The container isolation ward opened on July 14, 2020. Staff don N95 respirators when working within the ward, and full PPE (N95 respirator, disposable gown, gloves and eye protection) during patient contact. The ward’s capacity is equally divided between confirmed COVID-19 cases and high-risk COVID-19 suspects. Operations have been designed to minimize potential exposure. For monitoring vitals, patients are given wearable biosensors that wirelessly transmit heart rate, respiration rate, and oxygen saturation to a mobile app, allowing continuous remote monitoring. In-room smart phones are also provided; built-in video-conferencing allows for medical, nursing and pharmacy staff to communicate remotely with the patient. Nursing and medical manpower has been drawn from various hospital departments. Training has been provided for all HCWs. For nurses who did not have previous experience in units nursing COVID-19 suspects or COVID-19 cases, they had to undergo a few weeks of attachment in the isolation units to be trained in strict infection prevention and control (IPC) practices. To date, no IPC breaches or exposures have been observed over 1 month of operations, despite regular audit. Overall, >1,500 cases of COVID-19 have been managed at our institution.

Certain limitations were anticipated. Observation was limited because each container only had a single window. As such, the usage of wearable biosensors required incorporation of network equipment and wireless access points during the design phase. Given the limited space, it was anticipated that the psychological effects of isolation might pose difficulties. ^{Reference Morgan, Pineles and Shardell10} Provision of an in-room smart phone served as a communication conduit, improving the experience of isolation. Limited space meant that resuscitation would be challenging. As such, admission to the container isolation ward was restricted to patients <75 years of age who were functionally independent and had little risk of immediate clinical deterioration. A fully equipped resuscitation room was built within the structure to accommodate resuscitation in full PPE in the event of collapse. However, to minimize the likelihood of activation, deteriorating patients would be pre-emptively transferred to the main hospital block.

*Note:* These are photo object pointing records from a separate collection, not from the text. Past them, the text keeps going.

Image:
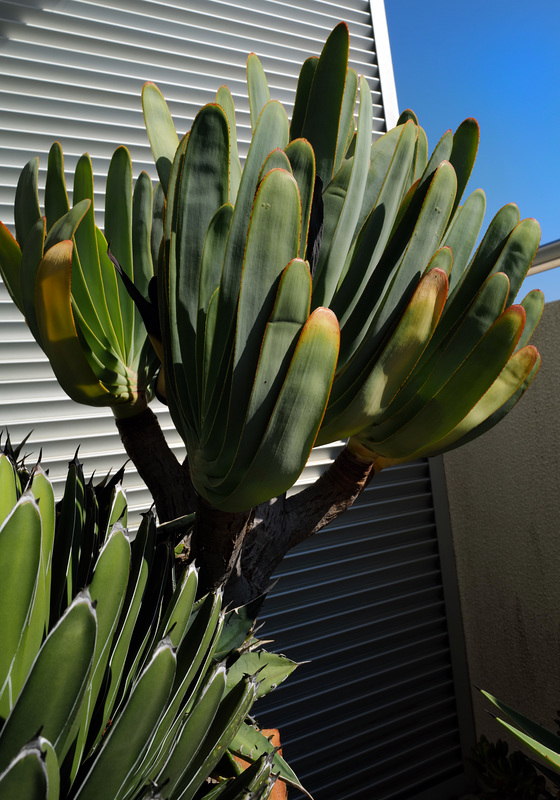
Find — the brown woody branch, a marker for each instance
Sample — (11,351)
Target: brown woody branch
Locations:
(166,478)
(285,522)
(242,550)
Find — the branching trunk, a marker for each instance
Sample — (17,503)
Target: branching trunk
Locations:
(240,550)
(166,478)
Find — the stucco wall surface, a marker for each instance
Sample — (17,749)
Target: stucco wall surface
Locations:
(504,499)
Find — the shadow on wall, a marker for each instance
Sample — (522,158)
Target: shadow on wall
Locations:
(504,501)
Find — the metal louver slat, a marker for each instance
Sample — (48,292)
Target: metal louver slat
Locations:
(373,714)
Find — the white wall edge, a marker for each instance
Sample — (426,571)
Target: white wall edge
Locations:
(385,62)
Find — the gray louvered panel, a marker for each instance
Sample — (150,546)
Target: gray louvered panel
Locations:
(373,715)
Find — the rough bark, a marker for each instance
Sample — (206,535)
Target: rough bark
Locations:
(167,479)
(240,550)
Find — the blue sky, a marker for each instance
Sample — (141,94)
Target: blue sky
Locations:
(499,62)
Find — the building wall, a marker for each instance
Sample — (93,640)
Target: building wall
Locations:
(504,500)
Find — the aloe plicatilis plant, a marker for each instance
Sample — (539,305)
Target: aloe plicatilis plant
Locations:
(327,289)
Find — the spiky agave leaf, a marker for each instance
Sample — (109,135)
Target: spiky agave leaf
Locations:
(130,688)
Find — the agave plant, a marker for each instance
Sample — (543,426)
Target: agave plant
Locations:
(536,738)
(115,681)
(327,289)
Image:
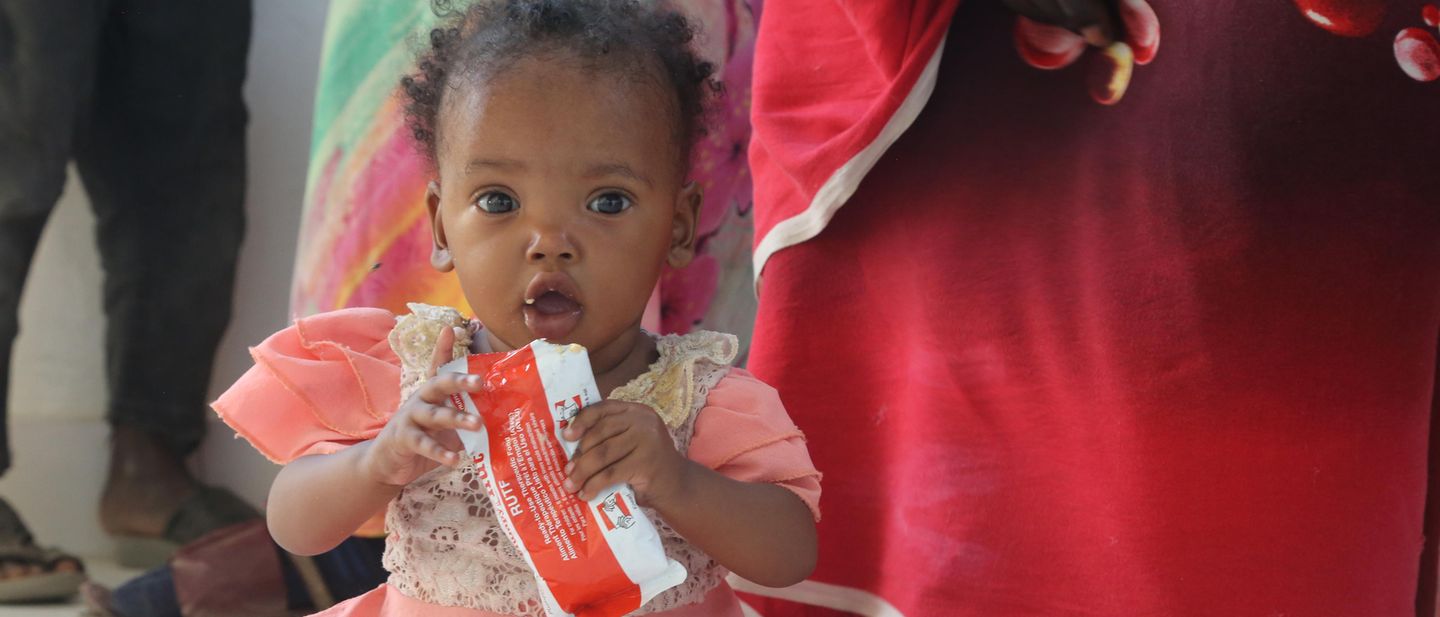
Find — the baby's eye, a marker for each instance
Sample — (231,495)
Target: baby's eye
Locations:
(496,202)
(609,203)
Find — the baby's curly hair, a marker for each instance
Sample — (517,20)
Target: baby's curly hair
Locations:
(486,38)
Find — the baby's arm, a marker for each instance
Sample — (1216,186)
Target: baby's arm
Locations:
(758,531)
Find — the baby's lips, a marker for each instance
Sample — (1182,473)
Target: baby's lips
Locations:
(1142,29)
(1109,74)
(1046,46)
(1345,18)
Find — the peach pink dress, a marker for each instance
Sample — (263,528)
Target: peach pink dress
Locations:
(333,379)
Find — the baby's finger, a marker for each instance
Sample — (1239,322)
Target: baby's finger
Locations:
(595,469)
(438,389)
(444,417)
(444,351)
(426,447)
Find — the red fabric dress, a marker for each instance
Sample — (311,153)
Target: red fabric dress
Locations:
(1168,358)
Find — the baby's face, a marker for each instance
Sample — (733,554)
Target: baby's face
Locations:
(559,201)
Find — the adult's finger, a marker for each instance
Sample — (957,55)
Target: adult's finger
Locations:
(444,351)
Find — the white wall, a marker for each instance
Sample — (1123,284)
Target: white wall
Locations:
(58,425)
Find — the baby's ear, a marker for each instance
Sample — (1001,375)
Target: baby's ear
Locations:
(439,250)
(684,225)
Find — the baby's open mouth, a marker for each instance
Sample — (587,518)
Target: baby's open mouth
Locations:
(552,309)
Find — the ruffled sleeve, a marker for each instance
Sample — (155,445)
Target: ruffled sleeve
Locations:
(326,382)
(745,433)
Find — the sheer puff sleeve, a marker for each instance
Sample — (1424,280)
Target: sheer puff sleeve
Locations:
(326,382)
(745,433)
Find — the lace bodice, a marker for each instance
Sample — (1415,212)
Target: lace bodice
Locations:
(445,545)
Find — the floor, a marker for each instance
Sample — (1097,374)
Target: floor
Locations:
(101,570)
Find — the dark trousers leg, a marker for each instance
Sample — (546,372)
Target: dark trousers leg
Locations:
(164,167)
(46,72)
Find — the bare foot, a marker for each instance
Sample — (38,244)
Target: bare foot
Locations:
(147,483)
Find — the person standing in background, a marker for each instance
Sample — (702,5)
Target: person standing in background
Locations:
(1063,348)
(144,98)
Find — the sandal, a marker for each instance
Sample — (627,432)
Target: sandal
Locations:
(45,581)
(202,512)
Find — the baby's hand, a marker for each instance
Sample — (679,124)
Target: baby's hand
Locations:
(421,434)
(624,441)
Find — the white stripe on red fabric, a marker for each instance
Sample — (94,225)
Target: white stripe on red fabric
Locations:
(846,179)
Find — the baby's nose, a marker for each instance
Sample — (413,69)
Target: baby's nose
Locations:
(552,245)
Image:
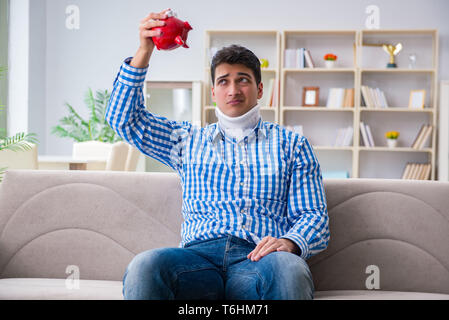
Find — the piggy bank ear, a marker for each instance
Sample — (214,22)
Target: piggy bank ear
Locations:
(181,42)
(187,26)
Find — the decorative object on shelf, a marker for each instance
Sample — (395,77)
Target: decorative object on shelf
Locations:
(422,137)
(173,33)
(264,63)
(417,171)
(392,51)
(417,98)
(392,138)
(412,61)
(310,96)
(330,60)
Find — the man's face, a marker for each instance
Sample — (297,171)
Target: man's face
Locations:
(235,90)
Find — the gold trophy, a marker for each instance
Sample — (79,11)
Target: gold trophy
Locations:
(392,51)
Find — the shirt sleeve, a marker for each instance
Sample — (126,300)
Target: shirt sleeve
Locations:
(307,208)
(153,135)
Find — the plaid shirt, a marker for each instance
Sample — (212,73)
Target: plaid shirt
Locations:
(268,184)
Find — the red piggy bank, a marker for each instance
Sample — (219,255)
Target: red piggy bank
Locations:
(174,33)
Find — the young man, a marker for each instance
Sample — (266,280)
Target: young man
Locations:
(253,200)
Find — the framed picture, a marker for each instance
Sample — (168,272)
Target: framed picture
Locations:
(310,96)
(417,98)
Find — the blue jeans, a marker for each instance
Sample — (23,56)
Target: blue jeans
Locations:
(216,269)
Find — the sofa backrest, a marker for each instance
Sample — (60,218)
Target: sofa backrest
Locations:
(391,233)
(93,220)
(386,234)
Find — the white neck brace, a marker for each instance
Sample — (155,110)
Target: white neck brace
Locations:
(238,127)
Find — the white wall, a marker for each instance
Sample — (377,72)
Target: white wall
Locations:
(18,67)
(74,60)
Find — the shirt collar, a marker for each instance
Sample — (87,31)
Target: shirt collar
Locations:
(215,130)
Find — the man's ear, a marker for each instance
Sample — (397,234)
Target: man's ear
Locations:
(260,90)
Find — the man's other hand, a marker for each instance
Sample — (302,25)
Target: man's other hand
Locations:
(271,244)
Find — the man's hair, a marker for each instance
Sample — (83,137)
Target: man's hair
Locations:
(235,54)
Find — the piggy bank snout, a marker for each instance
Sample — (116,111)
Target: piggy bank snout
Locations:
(174,34)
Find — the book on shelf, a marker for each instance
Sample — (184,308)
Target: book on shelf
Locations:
(296,128)
(417,171)
(367,136)
(344,137)
(373,98)
(370,136)
(423,136)
(267,98)
(298,58)
(308,59)
(340,98)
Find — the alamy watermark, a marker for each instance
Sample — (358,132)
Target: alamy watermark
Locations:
(72,282)
(72,20)
(373,280)
(373,19)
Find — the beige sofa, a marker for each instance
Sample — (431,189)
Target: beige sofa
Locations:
(389,238)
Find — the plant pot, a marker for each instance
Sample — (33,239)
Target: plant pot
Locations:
(329,63)
(392,143)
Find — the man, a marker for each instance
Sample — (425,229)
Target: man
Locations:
(253,200)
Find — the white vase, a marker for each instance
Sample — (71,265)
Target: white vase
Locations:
(329,63)
(392,143)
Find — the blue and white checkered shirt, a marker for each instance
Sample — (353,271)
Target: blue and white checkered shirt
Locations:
(269,184)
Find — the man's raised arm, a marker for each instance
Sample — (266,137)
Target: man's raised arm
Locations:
(153,135)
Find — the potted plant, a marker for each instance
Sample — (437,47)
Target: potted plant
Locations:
(329,60)
(17,142)
(96,128)
(392,138)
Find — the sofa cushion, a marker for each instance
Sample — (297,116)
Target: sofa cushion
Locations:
(56,289)
(377,295)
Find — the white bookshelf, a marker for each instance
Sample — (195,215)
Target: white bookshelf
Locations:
(357,65)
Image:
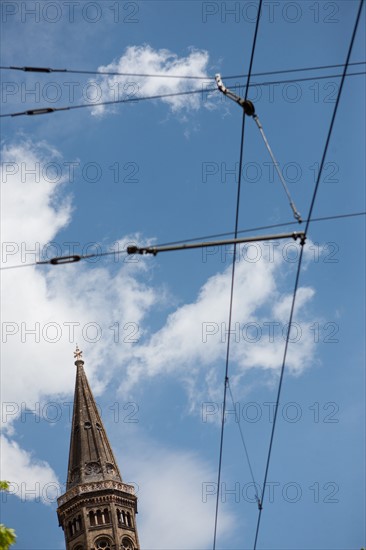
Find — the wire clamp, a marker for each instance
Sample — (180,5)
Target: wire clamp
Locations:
(247,105)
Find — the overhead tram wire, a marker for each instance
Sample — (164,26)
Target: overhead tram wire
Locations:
(300,263)
(48,70)
(237,420)
(226,381)
(48,110)
(58,260)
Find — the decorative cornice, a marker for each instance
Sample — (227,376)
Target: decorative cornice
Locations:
(95,487)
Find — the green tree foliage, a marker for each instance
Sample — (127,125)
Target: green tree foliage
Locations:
(7,536)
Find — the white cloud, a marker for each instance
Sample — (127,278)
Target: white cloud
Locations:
(146,60)
(176,504)
(192,344)
(33,210)
(29,478)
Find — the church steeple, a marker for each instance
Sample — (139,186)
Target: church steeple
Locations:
(91,457)
(97,512)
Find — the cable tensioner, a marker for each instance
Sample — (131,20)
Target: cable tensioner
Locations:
(247,105)
(249,110)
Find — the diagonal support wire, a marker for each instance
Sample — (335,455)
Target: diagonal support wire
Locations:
(249,110)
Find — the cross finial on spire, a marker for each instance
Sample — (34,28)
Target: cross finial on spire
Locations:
(77,353)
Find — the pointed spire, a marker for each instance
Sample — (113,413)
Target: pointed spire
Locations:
(91,457)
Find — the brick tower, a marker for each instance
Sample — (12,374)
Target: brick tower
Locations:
(98,511)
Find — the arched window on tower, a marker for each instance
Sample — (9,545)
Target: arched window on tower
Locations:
(127,544)
(129,521)
(106,515)
(92,518)
(100,517)
(103,543)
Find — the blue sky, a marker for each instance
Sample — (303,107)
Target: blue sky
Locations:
(154,329)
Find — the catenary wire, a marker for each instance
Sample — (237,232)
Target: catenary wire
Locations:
(330,130)
(237,420)
(48,110)
(185,77)
(193,239)
(226,380)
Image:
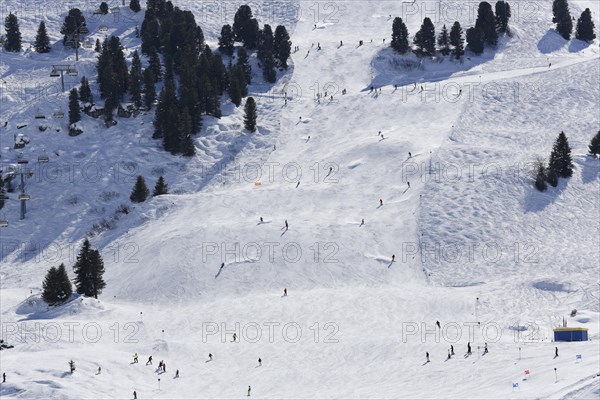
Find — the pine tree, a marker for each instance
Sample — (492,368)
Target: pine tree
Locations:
(2,191)
(149,89)
(562,18)
(243,62)
(154,64)
(560,158)
(241,20)
(540,176)
(89,269)
(74,111)
(135,80)
(425,39)
(161,187)
(85,93)
(226,40)
(457,41)
(282,46)
(12,42)
(140,191)
(42,41)
(73,22)
(502,16)
(444,41)
(57,287)
(594,147)
(585,27)
(250,114)
(475,40)
(400,36)
(486,22)
(134,5)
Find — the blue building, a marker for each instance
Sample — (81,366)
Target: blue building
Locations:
(570,335)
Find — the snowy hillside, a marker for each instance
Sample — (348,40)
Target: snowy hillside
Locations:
(475,246)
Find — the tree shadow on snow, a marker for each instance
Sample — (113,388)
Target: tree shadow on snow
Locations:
(395,69)
(551,42)
(536,201)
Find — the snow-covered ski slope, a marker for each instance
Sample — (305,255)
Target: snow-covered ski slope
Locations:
(526,259)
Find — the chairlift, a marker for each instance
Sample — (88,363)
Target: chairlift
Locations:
(43,158)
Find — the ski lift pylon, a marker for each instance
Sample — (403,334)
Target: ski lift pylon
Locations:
(43,158)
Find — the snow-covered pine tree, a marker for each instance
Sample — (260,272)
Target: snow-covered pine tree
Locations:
(42,41)
(56,288)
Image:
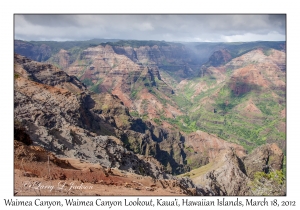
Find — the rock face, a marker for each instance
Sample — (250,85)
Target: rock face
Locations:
(266,158)
(231,174)
(225,176)
(219,57)
(57,112)
(60,121)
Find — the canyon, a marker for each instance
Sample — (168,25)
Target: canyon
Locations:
(152,118)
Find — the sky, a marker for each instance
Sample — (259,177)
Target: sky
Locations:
(167,27)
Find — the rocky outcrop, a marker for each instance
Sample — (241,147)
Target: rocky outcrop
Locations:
(265,158)
(219,57)
(232,174)
(224,175)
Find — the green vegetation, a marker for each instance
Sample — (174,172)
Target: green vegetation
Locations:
(16,76)
(272,183)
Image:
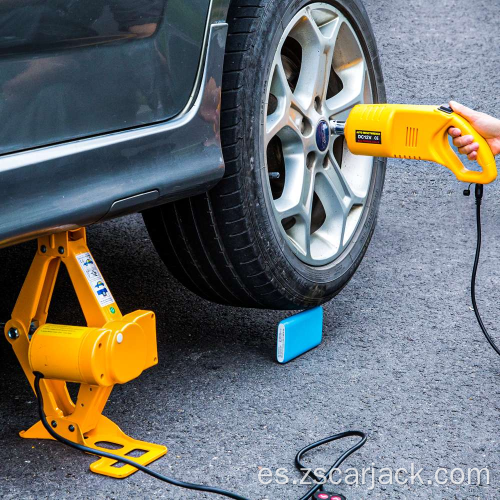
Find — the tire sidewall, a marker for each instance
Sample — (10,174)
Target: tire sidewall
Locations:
(296,278)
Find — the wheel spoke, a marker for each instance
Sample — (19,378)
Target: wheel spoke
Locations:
(318,47)
(280,91)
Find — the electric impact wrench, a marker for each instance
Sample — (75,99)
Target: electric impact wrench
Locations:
(383,130)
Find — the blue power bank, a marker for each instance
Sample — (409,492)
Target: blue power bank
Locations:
(299,333)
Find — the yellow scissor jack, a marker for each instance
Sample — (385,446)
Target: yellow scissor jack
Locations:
(112,349)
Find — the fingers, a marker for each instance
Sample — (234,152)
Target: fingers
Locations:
(465,144)
(470,148)
(463,140)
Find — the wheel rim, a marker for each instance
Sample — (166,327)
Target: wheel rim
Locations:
(318,189)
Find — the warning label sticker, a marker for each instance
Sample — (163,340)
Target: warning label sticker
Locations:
(65,331)
(95,279)
(368,136)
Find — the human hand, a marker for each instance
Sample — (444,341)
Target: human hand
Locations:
(484,124)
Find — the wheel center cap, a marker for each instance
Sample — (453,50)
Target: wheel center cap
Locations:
(322,135)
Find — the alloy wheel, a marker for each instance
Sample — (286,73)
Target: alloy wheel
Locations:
(317,187)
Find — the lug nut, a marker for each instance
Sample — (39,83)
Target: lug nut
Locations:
(13,334)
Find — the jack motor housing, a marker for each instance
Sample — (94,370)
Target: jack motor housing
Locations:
(114,354)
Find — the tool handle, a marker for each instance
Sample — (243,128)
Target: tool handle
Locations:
(485,157)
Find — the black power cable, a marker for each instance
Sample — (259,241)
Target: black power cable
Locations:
(479,197)
(193,486)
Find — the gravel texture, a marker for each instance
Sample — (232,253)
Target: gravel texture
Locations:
(402,357)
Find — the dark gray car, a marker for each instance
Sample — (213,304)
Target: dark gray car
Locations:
(209,116)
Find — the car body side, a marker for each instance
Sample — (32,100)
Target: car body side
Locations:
(117,164)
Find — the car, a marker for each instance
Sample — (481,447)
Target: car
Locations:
(211,117)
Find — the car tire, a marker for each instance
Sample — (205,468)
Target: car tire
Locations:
(227,245)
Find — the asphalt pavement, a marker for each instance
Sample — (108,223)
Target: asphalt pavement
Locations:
(402,356)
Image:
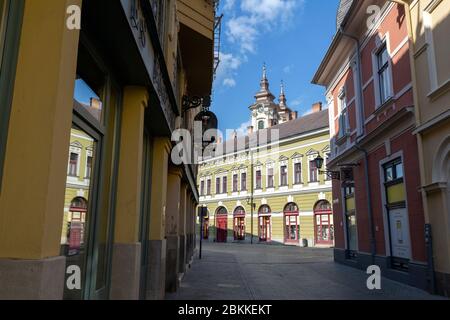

In conclusion, prefabricated containers allowed rapid expansion of AIIR capacity using an easily scalable modular design, though space constraints meant that patient selection had to be optimized and patient monitoring facilitated. This flexible modular approach provides surge capacity for isolation facilities, preventing hospitals from being overwhelmed during a pandemic caused by a novel respiratory pathogen. Other cases requiring airborne precautions, such as pulmonary tuberculosis and varicella, have also been managed in the container isolation ward; the container isolation ward is thus anticipated to provide AIIR capacity even after the height of the COVID-19 pandemic is over.